Wie rekent op de zogenaamde besparingen uit dergelijke studies, komt bedrogen uit.

De afgelopen tien jaar zet een bouwshift zich steeds sterker door in Vlaanderen: kleinere woningen, vooral flats, twee derde van de nieuwe woonprojecten hergebruiken ruimte enz. Dat onder impuls van de markt en schaarse bouwgronden. De juridische voorraad aan ruimte voor wonen is in onze regio immers strikt gelimiteerd. De VITO-studie legt die trend evenwel naast zich neer en gaat uit van scenario's die ongebreidelde ruimte-inname voorspiegelen, waarbij bijvoorbeeld maar eventjes duizenden kilometers bijkomende wegen kunnen worden aangelegd. Het beleid en de regelgeving maken dit evenwel onmogelijk. Zo is de ruimtebalans al 25 jaar de garantie op bijna 1 miljoen ha open ruimte in Vlaanderen en de voorraad voor wonen is nagenoeg ongewijzigd. Voor industrie wordt intussen zelfs een stuk minder voorzien. Die realiteit maakt dat de miljarden euro's aan besparingen die de studie voorspiegelt geen waarheid kunnen worden. En we dienen beleidsmakers ervoor te behoeden zich onterecht rijk te rekenen.
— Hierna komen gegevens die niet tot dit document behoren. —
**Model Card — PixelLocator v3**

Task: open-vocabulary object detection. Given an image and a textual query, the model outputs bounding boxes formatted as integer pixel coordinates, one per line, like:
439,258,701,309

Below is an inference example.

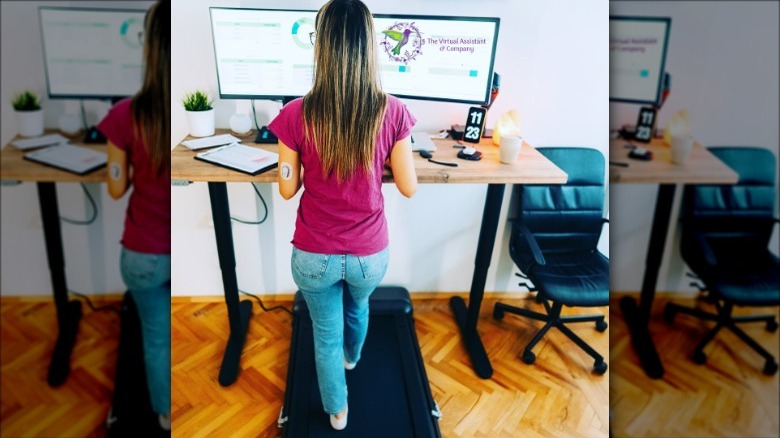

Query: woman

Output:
98,1,171,430
268,0,417,430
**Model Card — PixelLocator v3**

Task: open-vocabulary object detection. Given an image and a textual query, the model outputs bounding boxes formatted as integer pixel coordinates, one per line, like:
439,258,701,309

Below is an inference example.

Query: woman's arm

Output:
390,136,417,198
279,141,301,199
108,141,130,199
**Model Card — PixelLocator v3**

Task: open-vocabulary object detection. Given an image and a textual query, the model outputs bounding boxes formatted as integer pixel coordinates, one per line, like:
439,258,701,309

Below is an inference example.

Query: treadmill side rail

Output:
276,405,290,429
431,402,441,421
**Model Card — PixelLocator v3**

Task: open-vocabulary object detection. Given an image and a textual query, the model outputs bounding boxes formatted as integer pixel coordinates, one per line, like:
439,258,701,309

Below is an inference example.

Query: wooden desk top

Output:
0,129,108,182
171,129,567,184
609,138,739,184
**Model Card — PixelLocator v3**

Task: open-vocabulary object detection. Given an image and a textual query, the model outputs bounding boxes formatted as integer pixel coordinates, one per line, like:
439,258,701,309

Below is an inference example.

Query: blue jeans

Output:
120,247,171,414
291,248,389,414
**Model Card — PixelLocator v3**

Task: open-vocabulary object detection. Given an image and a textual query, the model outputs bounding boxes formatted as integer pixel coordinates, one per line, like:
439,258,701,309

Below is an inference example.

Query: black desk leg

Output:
620,184,675,379
450,184,504,379
209,182,252,386
38,182,81,386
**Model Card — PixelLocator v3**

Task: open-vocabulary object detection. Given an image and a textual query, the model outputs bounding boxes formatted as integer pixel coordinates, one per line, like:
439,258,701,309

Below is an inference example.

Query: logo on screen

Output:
119,17,144,49
379,22,423,64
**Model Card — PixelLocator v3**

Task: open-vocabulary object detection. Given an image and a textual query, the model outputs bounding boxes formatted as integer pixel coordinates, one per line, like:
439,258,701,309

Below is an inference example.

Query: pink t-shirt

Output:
268,95,417,256
98,99,171,254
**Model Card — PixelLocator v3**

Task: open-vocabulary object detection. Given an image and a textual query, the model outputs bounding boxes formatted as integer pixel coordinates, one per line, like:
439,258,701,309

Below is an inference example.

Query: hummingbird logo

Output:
382,29,412,56
379,22,424,64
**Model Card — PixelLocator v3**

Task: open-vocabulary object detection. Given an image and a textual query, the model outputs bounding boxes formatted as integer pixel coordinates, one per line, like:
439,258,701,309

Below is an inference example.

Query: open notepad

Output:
24,143,108,175
11,134,68,151
195,143,279,175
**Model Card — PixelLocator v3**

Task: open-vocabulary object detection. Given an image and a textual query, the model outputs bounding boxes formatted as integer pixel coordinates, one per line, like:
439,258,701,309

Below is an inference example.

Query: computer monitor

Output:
39,6,146,99
210,7,500,105
609,16,672,105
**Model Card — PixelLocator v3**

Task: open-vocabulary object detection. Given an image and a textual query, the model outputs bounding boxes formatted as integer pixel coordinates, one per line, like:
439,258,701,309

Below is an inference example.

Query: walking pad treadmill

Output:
279,287,441,438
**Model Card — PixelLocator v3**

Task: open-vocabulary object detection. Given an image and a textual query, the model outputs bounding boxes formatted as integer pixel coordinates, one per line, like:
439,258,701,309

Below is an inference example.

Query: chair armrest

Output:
693,231,718,266
515,221,547,265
Hoewel er in het zog van het beleidsplan ruimte Vlaanderen heel wat studies zijn verschenen over de historische kosten van verspreide bebouwing in Vlaanderen, zijn studies over de uitdaging van vandaag een stuk zeldzamer. Daarbij gaat het om de noden van kwaliteitsvolle verdichting en de investeringen die ermee gepaard zullen gaan. Essentieel om onder andere de stadsvlucht bij jonge gezinnen tegen te gaan. Dat betekent in centra en kernen sneller werk maken van een breed aanbod aan diverse en betaalbare woontypes, kwaliteitsvolle openbare ruimte met blauwgroene dooradering, natuurtechnische ingrepen om hitte-eilandeffecten te vermijden, analyses over de mobiliteitsgevolgen voor stedelijke centra, meer tewerkstelling bij treinstations, versterking en vervanging van riolering en waterbuffering in (vooral overstromingsgevoelige) kernen enz. Maar ook aanpassingen in stedenbouwkundige regelgeving, aan de Vlaamse wooncode en lokale bouwvoorschriften. Dat alles is prioritair om ruimtelijke plannen slaagkansen te bieden.